A lot of us New Yorkers have bought apartments or bought lofts or are struggling to do it because at least that gives you some respite from the inexorable tightening of the screw every year—rent. But that puts you on this treadmill where you are constantly thinking, “Should I sell this place and move somewhere cheaper?” Artists have migrated across the East River and eastward in Brooklyn—as have non-artist populations, apparently going back to the Lenape Indians. There’s been a migration to New Jersey, to Philadelphia, and farther afield.
Now we’re all reading in the New York Times, our bible of gentrification, that there are artists moving to Beacon, New York, and Hudson, New York. There are working-class populations who live in those towns who have been just as impoverished by the closing of factories as have people like them in New York City. And they are stuck in these towns that have now been chichi-ed and upscaled, and their downtowns have been turned into art gallery and antique gallery rows.
I think people need a certain amount of freedom from risk. Artists, for sure, need to be freed from the daily anxiety of whether they are going to be able to live in the space in which they are living and working. But there’s no guarantee for that.
Guernica: One of de Blasio’s attempts at an answer has been to develop more. He’s essentially said, “We’ll let you go over building-size variances if you include affordable housing.”
Sharon Zukin: So, yes, artists are now going to queue up for affordable housing? There are masses of people who need affordable housing. I think that, politically, it is very difficult to give preference to artists over another group.
Now, could there be an impressive envisioning process where developers would be asked to collaborate with urban designers? Maybe envision a large-scale development with local shops, dense housing, maybe a few towers, maybe a few mid-rise buildings, and art workshops in the mix? That would be great. I don’t see a call for those proposals. But I think that it would not be outrageous to propose that kind of vision.
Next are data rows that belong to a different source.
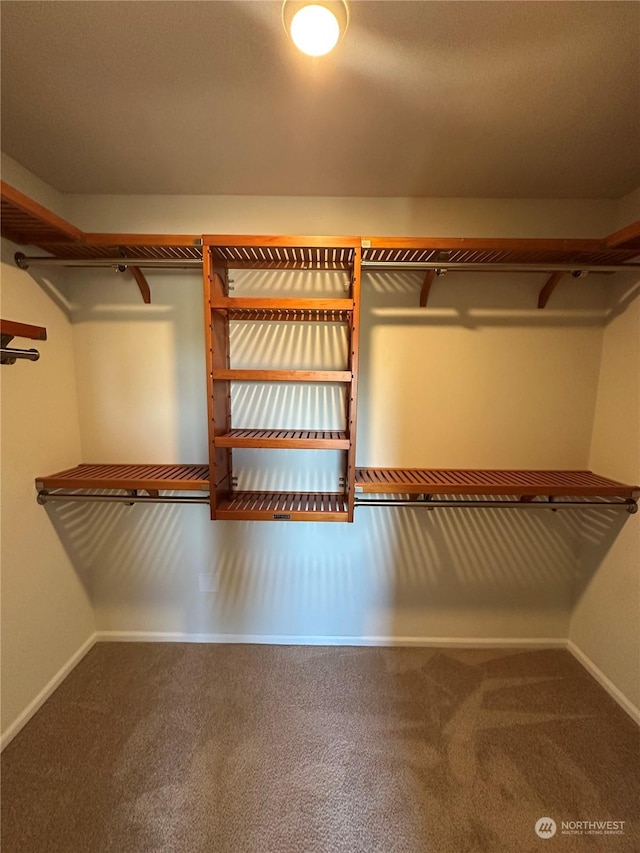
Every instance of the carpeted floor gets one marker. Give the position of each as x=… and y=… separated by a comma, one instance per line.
x=270, y=749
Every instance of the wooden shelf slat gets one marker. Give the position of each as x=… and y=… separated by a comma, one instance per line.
x=285, y=439
x=279, y=305
x=143, y=477
x=283, y=375
x=287, y=315
x=283, y=506
x=523, y=483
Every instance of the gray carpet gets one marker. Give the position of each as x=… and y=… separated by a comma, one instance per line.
x=267, y=749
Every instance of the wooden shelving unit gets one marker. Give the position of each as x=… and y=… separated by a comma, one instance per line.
x=283, y=253
x=28, y=223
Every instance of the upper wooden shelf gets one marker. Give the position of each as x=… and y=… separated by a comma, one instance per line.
x=417, y=481
x=22, y=330
x=26, y=222
x=184, y=478
x=282, y=252
x=616, y=249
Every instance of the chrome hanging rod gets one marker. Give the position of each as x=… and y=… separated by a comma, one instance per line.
x=9, y=355
x=119, y=264
x=491, y=267
x=45, y=497
x=629, y=504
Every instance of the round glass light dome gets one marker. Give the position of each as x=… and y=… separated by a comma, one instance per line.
x=315, y=30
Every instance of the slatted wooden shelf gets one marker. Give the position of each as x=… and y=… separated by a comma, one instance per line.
x=500, y=250
x=129, y=477
x=282, y=305
x=414, y=481
x=284, y=439
x=270, y=252
x=282, y=375
x=287, y=315
x=284, y=506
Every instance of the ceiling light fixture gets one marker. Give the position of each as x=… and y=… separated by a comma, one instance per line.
x=315, y=28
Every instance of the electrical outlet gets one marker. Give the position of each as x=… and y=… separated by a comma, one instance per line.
x=208, y=581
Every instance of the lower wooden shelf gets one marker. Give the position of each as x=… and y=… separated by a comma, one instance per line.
x=185, y=478
x=441, y=481
x=284, y=506
x=284, y=439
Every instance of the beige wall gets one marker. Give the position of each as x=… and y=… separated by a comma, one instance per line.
x=479, y=379
x=46, y=610
x=606, y=621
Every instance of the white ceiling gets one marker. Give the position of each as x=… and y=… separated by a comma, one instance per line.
x=462, y=99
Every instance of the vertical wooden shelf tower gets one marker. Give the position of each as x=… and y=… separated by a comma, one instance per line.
x=220, y=254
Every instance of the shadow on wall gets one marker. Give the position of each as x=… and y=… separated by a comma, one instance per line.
x=144, y=567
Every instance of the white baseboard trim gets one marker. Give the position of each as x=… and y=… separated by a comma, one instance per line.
x=626, y=704
x=46, y=691
x=306, y=640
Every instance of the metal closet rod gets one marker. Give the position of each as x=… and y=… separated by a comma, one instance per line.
x=9, y=355
x=629, y=504
x=25, y=262
x=122, y=264
x=489, y=267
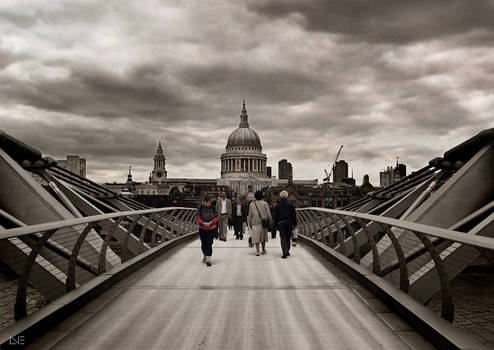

Guernica: You told the New York Times that there was a “pervasive hunger of the upper-middle class for ever more homogeneous neighborhoods.” Can you expand on that?
Sharon Zukin: Yeah, I think that there is a middle-class desire, and maybe an almost universal desire, among many human beings to live in clean neighborhoods, among people like themselves, around people with whom they feel comfortable. That can be exclusive, it could be exclusionary. It could be racist, classist, genocidal, and so on. Most people like comfort. Now what provides a sense of comfort varies. I do think that people who like living in cities like small-scale human interaction and they like the social dimensions of aesthetic diversity that Jane Jacobs wrote about.
I think people like difference. Sometimes they may not be comfortable with difference, but they like it. It’s thrilling. When you walk out the door in New York City, certainly in a mixed-use neighborhood like the Village, you see exciting things! I mean, you just do. Partly because it’s New York, partly because it’s a mixed-use neighborhood. “Oh, this store is closing, that store is opening.” And especially if it’s not a chain store, then it is interesting because it is unique in some way. The small-scale familiar is also very comforting. Especially in the twenty-first century, when the world is rapidly changing and there are many risky situations, I think we need to build on and protect the comfort that we have in our neighborhoods in a way that does not exclude others.
I don’t think more chain stores are comforting. However, they pay $15,000 or more a month in rent. Is New York City not sufficiently saturated with drugstores and bank branches? When you have every neighborhood looking the same, you know the city is at a danger point. And why should anybody want to live here, why should anybody want to visit here? A metropolis like New York or London or Shanghai is built on a strong sense of individual neighborhoods, and we are destroying that.